Paper No. 8
Presentation Time: 4:10 PM
PROGRESSIVE MELANGE EXHUMATION ALONG A PRE-ANDEAN TRANSPRESSIONAL FAULT SYSTEM, CORDILLERA DE LA COSTA, CHILE (26°S – 42°S)
KATO, Terence T., Department of Geological and Environmental Sciences, California State Univ, Chico, CA 95929-0205 and GODOY, Estanislao, V. Subercaseaux, Pirque, 4100, Chile, tkato@csuchico.edu
Mélanges occur as discontinuous mappable units along an extensive, North-South trending, steeply dipping zone of distributed shear along the coast of central Chile. Large mélange zones, from North to South, at Chañaral (26° S), Los Vilos (32°S), Pichilemu (36°S), and Chiloé Island (42.5°S) contain protolith variations, but are consistent in exhibiting cross cutting fabric features indicating progressive transition from earlier ductile to more brittle deformation. In the Infiernillo mélange near Pichilemu, where this transition is well preserved, Permian to early Triassic, sub-horizontal schistosity planes of the Western Series schist (WS) are disrupted and uplifted along high angle, N-S to NNE-SSW trending brittle-ductile shears . Exotic rock types, such as mafic blueschist, were incorporated within the mélange during diapiric piercement and exhumation of subjacent portions of the subduction complex. Small scale deformational features in mylonite and cataclasite zones within the mélange matrix indicate active lateral shear during exhumation from depths exceeding 12 Km [SAF geotherm].
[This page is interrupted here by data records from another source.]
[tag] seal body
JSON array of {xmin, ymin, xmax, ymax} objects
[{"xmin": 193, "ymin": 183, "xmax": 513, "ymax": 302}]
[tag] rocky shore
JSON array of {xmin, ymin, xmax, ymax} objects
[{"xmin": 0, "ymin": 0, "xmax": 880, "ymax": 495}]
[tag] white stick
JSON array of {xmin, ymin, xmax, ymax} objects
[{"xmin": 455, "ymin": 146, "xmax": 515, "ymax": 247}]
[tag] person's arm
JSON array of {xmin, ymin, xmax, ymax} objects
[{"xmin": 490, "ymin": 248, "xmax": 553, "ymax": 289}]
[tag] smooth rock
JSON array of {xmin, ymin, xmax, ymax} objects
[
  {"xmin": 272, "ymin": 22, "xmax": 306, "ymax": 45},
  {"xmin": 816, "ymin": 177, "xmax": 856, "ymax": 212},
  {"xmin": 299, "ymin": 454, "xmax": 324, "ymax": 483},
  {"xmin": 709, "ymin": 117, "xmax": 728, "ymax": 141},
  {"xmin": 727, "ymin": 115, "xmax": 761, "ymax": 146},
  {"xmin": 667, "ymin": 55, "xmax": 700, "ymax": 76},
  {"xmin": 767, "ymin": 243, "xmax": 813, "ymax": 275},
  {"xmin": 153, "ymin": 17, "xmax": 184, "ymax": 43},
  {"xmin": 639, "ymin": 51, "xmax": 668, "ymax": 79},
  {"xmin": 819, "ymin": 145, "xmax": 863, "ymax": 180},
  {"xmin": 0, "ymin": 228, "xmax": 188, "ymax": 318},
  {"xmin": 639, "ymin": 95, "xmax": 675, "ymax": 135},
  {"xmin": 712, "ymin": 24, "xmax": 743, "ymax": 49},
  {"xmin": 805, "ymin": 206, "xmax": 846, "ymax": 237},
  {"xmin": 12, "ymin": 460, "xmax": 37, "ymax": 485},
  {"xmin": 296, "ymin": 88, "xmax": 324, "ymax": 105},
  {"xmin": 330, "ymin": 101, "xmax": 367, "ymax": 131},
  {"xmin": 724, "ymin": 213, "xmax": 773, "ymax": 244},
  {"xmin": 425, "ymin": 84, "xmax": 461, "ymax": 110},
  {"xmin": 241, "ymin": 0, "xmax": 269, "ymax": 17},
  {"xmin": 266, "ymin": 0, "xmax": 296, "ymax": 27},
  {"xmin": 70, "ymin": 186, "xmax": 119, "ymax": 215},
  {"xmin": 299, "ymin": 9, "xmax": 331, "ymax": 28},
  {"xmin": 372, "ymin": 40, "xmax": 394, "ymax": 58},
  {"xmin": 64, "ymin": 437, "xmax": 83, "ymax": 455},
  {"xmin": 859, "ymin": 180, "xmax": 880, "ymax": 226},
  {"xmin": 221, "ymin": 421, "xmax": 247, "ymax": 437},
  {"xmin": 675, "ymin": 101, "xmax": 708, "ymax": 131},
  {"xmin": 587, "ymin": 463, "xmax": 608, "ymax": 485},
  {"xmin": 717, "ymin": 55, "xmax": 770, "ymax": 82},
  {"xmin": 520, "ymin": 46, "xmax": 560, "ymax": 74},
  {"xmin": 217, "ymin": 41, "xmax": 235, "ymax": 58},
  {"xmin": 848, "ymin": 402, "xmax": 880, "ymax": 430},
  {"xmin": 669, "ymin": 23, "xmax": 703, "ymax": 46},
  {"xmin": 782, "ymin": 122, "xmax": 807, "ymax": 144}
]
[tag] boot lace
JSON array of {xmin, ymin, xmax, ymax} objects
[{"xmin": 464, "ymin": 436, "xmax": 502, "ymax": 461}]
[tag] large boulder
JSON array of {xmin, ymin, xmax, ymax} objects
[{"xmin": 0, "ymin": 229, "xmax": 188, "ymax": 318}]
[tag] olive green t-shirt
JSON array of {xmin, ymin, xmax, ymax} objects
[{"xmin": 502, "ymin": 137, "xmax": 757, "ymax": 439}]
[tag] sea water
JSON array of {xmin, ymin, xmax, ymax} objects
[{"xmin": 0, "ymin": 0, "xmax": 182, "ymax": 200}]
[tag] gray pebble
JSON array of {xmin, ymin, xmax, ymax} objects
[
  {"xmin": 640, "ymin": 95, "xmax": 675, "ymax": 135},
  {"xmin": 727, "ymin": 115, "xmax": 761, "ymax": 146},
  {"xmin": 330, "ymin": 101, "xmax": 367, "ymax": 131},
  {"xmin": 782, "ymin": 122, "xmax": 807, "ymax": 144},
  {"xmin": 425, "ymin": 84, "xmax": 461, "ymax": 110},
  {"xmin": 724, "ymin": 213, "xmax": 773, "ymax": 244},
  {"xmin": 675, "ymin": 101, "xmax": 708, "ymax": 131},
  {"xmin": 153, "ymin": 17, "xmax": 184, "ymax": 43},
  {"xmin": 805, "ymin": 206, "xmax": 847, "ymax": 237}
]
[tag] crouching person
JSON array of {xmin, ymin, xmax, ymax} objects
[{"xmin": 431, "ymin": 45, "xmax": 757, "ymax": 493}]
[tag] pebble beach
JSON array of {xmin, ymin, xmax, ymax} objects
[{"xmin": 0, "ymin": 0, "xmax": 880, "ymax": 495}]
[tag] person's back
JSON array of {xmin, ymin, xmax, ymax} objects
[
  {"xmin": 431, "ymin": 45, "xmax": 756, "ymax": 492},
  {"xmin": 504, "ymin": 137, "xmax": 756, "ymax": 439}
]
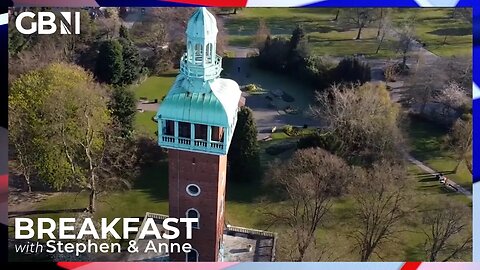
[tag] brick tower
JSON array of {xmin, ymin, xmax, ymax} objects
[{"xmin": 157, "ymin": 8, "xmax": 241, "ymax": 261}]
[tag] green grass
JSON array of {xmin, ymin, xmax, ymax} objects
[
  {"xmin": 408, "ymin": 118, "xmax": 472, "ymax": 190},
  {"xmin": 135, "ymin": 112, "xmax": 157, "ymax": 138},
  {"xmin": 133, "ymin": 71, "xmax": 178, "ymax": 100},
  {"xmin": 225, "ymin": 8, "xmax": 472, "ymax": 58},
  {"xmin": 394, "ymin": 8, "xmax": 472, "ymax": 57},
  {"xmin": 133, "ymin": 70, "xmax": 178, "ymax": 137},
  {"xmin": 222, "ymin": 58, "xmax": 314, "ymax": 110}
]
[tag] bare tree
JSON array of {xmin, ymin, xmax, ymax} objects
[
  {"xmin": 268, "ymin": 148, "xmax": 350, "ymax": 261},
  {"xmin": 351, "ymin": 162, "xmax": 408, "ymax": 261},
  {"xmin": 342, "ymin": 8, "xmax": 378, "ymax": 39},
  {"xmin": 423, "ymin": 202, "xmax": 472, "ymax": 262},
  {"xmin": 311, "ymin": 83, "xmax": 403, "ymax": 164},
  {"xmin": 406, "ymin": 58, "xmax": 449, "ymax": 114},
  {"xmin": 375, "ymin": 9, "xmax": 392, "ymax": 53},
  {"xmin": 448, "ymin": 117, "xmax": 473, "ymax": 173}
]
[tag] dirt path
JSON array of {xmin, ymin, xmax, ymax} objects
[{"xmin": 406, "ymin": 154, "xmax": 472, "ymax": 199}]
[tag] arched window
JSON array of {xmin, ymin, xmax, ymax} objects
[
  {"xmin": 187, "ymin": 41, "xmax": 194, "ymax": 61},
  {"xmin": 185, "ymin": 184, "xmax": 201, "ymax": 197},
  {"xmin": 186, "ymin": 248, "xmax": 198, "ymax": 262},
  {"xmin": 195, "ymin": 43, "xmax": 203, "ymax": 64},
  {"xmin": 185, "ymin": 208, "xmax": 200, "ymax": 229},
  {"xmin": 206, "ymin": 43, "xmax": 213, "ymax": 64}
]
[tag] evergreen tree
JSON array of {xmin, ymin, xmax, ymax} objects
[
  {"xmin": 118, "ymin": 25, "xmax": 130, "ymax": 40},
  {"xmin": 120, "ymin": 38, "xmax": 143, "ymax": 85},
  {"xmin": 109, "ymin": 87, "xmax": 137, "ymax": 137},
  {"xmin": 228, "ymin": 107, "xmax": 260, "ymax": 181},
  {"xmin": 95, "ymin": 40, "xmax": 124, "ymax": 85}
]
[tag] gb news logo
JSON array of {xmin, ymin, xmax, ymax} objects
[{"xmin": 15, "ymin": 11, "xmax": 80, "ymax": 35}]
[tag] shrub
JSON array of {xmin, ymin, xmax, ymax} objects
[
  {"xmin": 265, "ymin": 143, "xmax": 295, "ymax": 156},
  {"xmin": 245, "ymin": 84, "xmax": 258, "ymax": 92},
  {"xmin": 283, "ymin": 125, "xmax": 300, "ymax": 136},
  {"xmin": 297, "ymin": 132, "xmax": 340, "ymax": 154},
  {"xmin": 333, "ymin": 57, "xmax": 371, "ymax": 84}
]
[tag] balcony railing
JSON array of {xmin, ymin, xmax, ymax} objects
[
  {"xmin": 162, "ymin": 135, "xmax": 175, "ymax": 143},
  {"xmin": 180, "ymin": 54, "xmax": 222, "ymax": 80},
  {"xmin": 178, "ymin": 138, "xmax": 192, "ymax": 144},
  {"xmin": 210, "ymin": 142, "xmax": 223, "ymax": 149},
  {"xmin": 159, "ymin": 135, "xmax": 226, "ymax": 154},
  {"xmin": 194, "ymin": 140, "xmax": 207, "ymax": 147}
]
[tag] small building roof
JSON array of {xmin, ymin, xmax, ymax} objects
[
  {"xmin": 157, "ymin": 74, "xmax": 242, "ymax": 127},
  {"xmin": 186, "ymin": 7, "xmax": 218, "ymax": 39}
]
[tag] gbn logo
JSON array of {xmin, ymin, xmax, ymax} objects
[{"xmin": 15, "ymin": 12, "xmax": 80, "ymax": 35}]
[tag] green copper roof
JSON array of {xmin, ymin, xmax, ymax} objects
[
  {"xmin": 158, "ymin": 75, "xmax": 241, "ymax": 127},
  {"xmin": 186, "ymin": 7, "xmax": 218, "ymax": 40}
]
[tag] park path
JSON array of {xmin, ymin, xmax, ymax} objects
[
  {"xmin": 405, "ymin": 154, "xmax": 472, "ymax": 199},
  {"xmin": 368, "ymin": 36, "xmax": 472, "ymax": 199}
]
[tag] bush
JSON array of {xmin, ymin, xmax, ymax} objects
[
  {"xmin": 283, "ymin": 125, "xmax": 300, "ymax": 136},
  {"xmin": 282, "ymin": 92, "xmax": 295, "ymax": 102},
  {"xmin": 333, "ymin": 57, "xmax": 371, "ymax": 84},
  {"xmin": 297, "ymin": 132, "xmax": 340, "ymax": 154},
  {"xmin": 245, "ymin": 84, "xmax": 258, "ymax": 92},
  {"xmin": 265, "ymin": 143, "xmax": 295, "ymax": 156}
]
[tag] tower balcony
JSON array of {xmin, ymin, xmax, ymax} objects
[
  {"xmin": 158, "ymin": 120, "xmax": 230, "ymax": 155},
  {"xmin": 180, "ymin": 54, "xmax": 222, "ymax": 81}
]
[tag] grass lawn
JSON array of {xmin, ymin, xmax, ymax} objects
[
  {"xmin": 133, "ymin": 70, "xmax": 178, "ymax": 100},
  {"xmin": 135, "ymin": 112, "xmax": 157, "ymax": 138},
  {"xmin": 133, "ymin": 70, "xmax": 178, "ymax": 138},
  {"xmin": 222, "ymin": 58, "xmax": 314, "ymax": 111},
  {"xmin": 395, "ymin": 8, "xmax": 472, "ymax": 57},
  {"xmin": 225, "ymin": 8, "xmax": 472, "ymax": 58},
  {"xmin": 408, "ymin": 118, "xmax": 472, "ymax": 191}
]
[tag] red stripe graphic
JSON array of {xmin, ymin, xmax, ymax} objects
[
  {"xmin": 57, "ymin": 262, "xmax": 89, "ymax": 269},
  {"xmin": 401, "ymin": 262, "xmax": 422, "ymax": 270},
  {"xmin": 57, "ymin": 262, "xmax": 237, "ymax": 270},
  {"xmin": 165, "ymin": 0, "xmax": 247, "ymax": 7}
]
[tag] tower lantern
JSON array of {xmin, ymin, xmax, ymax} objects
[{"xmin": 157, "ymin": 8, "xmax": 241, "ymax": 261}]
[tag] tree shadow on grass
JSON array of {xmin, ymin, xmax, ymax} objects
[
  {"xmin": 133, "ymin": 161, "xmax": 168, "ymax": 201},
  {"xmin": 427, "ymin": 27, "xmax": 472, "ymax": 36}
]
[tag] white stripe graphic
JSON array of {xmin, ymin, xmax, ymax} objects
[
  {"xmin": 247, "ymin": 0, "xmax": 325, "ymax": 7},
  {"xmin": 0, "ymin": 13, "xmax": 8, "ymax": 25},
  {"xmin": 415, "ymin": 0, "xmax": 460, "ymax": 7}
]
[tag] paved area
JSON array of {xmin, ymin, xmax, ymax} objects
[{"xmin": 406, "ymin": 154, "xmax": 472, "ymax": 199}]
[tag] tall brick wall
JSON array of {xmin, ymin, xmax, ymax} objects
[{"xmin": 168, "ymin": 149, "xmax": 227, "ymax": 261}]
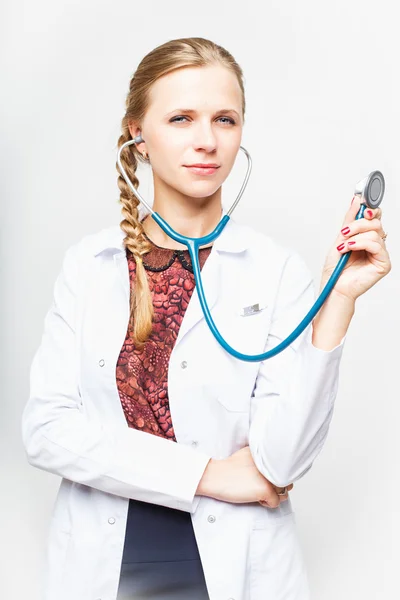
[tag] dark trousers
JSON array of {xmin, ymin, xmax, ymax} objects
[{"xmin": 117, "ymin": 499, "xmax": 209, "ymax": 600}]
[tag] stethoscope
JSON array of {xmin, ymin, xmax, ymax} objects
[{"xmin": 117, "ymin": 135, "xmax": 385, "ymax": 362}]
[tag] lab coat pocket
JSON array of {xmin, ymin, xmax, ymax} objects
[{"xmin": 249, "ymin": 509, "xmax": 309, "ymax": 600}]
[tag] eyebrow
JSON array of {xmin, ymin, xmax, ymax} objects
[{"xmin": 166, "ymin": 108, "xmax": 240, "ymax": 118}]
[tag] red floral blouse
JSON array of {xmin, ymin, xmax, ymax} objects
[{"xmin": 116, "ymin": 236, "xmax": 211, "ymax": 442}]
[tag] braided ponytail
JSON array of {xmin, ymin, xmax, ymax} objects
[
  {"xmin": 117, "ymin": 37, "xmax": 245, "ymax": 348},
  {"xmin": 116, "ymin": 123, "xmax": 154, "ymax": 348}
]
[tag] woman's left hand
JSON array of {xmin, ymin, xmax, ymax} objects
[{"xmin": 321, "ymin": 196, "xmax": 392, "ymax": 302}]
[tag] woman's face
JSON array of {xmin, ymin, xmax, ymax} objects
[{"xmin": 131, "ymin": 65, "xmax": 243, "ymax": 198}]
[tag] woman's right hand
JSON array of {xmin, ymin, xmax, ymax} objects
[{"xmin": 196, "ymin": 446, "xmax": 293, "ymax": 508}]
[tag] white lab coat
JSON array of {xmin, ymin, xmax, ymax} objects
[{"xmin": 22, "ymin": 219, "xmax": 346, "ymax": 600}]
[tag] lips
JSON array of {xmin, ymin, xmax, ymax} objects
[
  {"xmin": 185, "ymin": 163, "xmax": 219, "ymax": 169},
  {"xmin": 185, "ymin": 163, "xmax": 219, "ymax": 175}
]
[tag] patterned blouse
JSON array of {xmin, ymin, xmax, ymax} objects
[{"xmin": 116, "ymin": 236, "xmax": 211, "ymax": 442}]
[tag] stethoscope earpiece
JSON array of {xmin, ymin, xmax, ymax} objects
[
  {"xmin": 354, "ymin": 171, "xmax": 385, "ymax": 208},
  {"xmin": 117, "ymin": 135, "xmax": 385, "ymax": 362},
  {"xmin": 133, "ymin": 133, "xmax": 144, "ymax": 144}
]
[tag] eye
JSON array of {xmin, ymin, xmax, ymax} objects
[
  {"xmin": 169, "ymin": 115, "xmax": 187, "ymax": 123},
  {"xmin": 169, "ymin": 115, "xmax": 236, "ymax": 125},
  {"xmin": 219, "ymin": 117, "xmax": 235, "ymax": 125}
]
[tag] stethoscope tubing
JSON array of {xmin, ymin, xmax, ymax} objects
[
  {"xmin": 151, "ymin": 209, "xmax": 366, "ymax": 362},
  {"xmin": 117, "ymin": 138, "xmax": 366, "ymax": 362}
]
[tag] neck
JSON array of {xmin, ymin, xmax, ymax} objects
[{"xmin": 142, "ymin": 175, "xmax": 222, "ymax": 250}]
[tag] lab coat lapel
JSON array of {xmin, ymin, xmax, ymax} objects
[
  {"xmin": 175, "ymin": 246, "xmax": 221, "ymax": 346},
  {"xmin": 96, "ymin": 219, "xmax": 249, "ymax": 344}
]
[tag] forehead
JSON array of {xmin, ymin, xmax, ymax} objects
[{"xmin": 149, "ymin": 65, "xmax": 242, "ymax": 114}]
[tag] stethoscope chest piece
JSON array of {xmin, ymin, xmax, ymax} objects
[{"xmin": 354, "ymin": 171, "xmax": 385, "ymax": 208}]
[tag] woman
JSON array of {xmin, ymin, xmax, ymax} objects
[{"xmin": 23, "ymin": 38, "xmax": 391, "ymax": 600}]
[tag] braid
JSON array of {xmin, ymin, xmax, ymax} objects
[{"xmin": 116, "ymin": 130, "xmax": 154, "ymax": 349}]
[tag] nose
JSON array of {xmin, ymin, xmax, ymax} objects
[{"xmin": 193, "ymin": 122, "xmax": 217, "ymax": 152}]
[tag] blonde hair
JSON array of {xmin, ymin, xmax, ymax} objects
[{"xmin": 116, "ymin": 37, "xmax": 245, "ymax": 348}]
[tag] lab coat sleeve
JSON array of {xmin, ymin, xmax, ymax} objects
[
  {"xmin": 249, "ymin": 252, "xmax": 346, "ymax": 487},
  {"xmin": 22, "ymin": 243, "xmax": 211, "ymax": 512}
]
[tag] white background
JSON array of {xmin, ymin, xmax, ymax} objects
[{"xmin": 0, "ymin": 0, "xmax": 400, "ymax": 600}]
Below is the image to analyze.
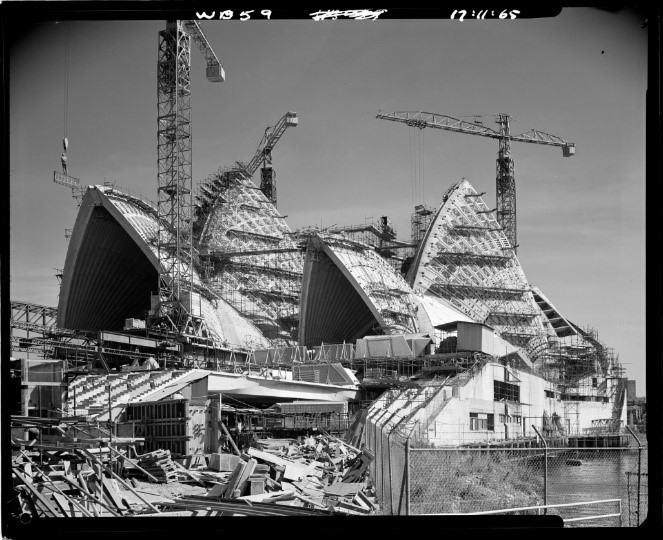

Linkage between the mélange zones is inferred from extensive margin parallel alignment of late shear planes crosscutting low angle schistosity, margin parallel, sub-horizontal stretching lineations, and regional N-S truncation of horizontal to NW-SE striking regional fabric along the zone. Regional folding of schistosity in the WS in the southern portion of this zone indicates widespread NE-SW crustal shortening favoring dextral displacement along the N-S trending zone.
Mélange development and exhumation followed Permian to early Triassic greenschist metamorphism of the WS, and preceded the deposition of unconformably overlying, fossiliferous, late Triassic, rift deposits in the north. The length and extreme linearity of this zone of lateral movement, coincident with a general hiatus of regional arc magmatism, is consistent with large scale dextral transpression, or possible transform movement, during highly oblique convergence along the Pre-Andean margin. This may have weakened and uplifted the crust facilitating later fault localization, gravitational collapse, and subcrustal erosion during convergence along the subsequent Andean continental margin.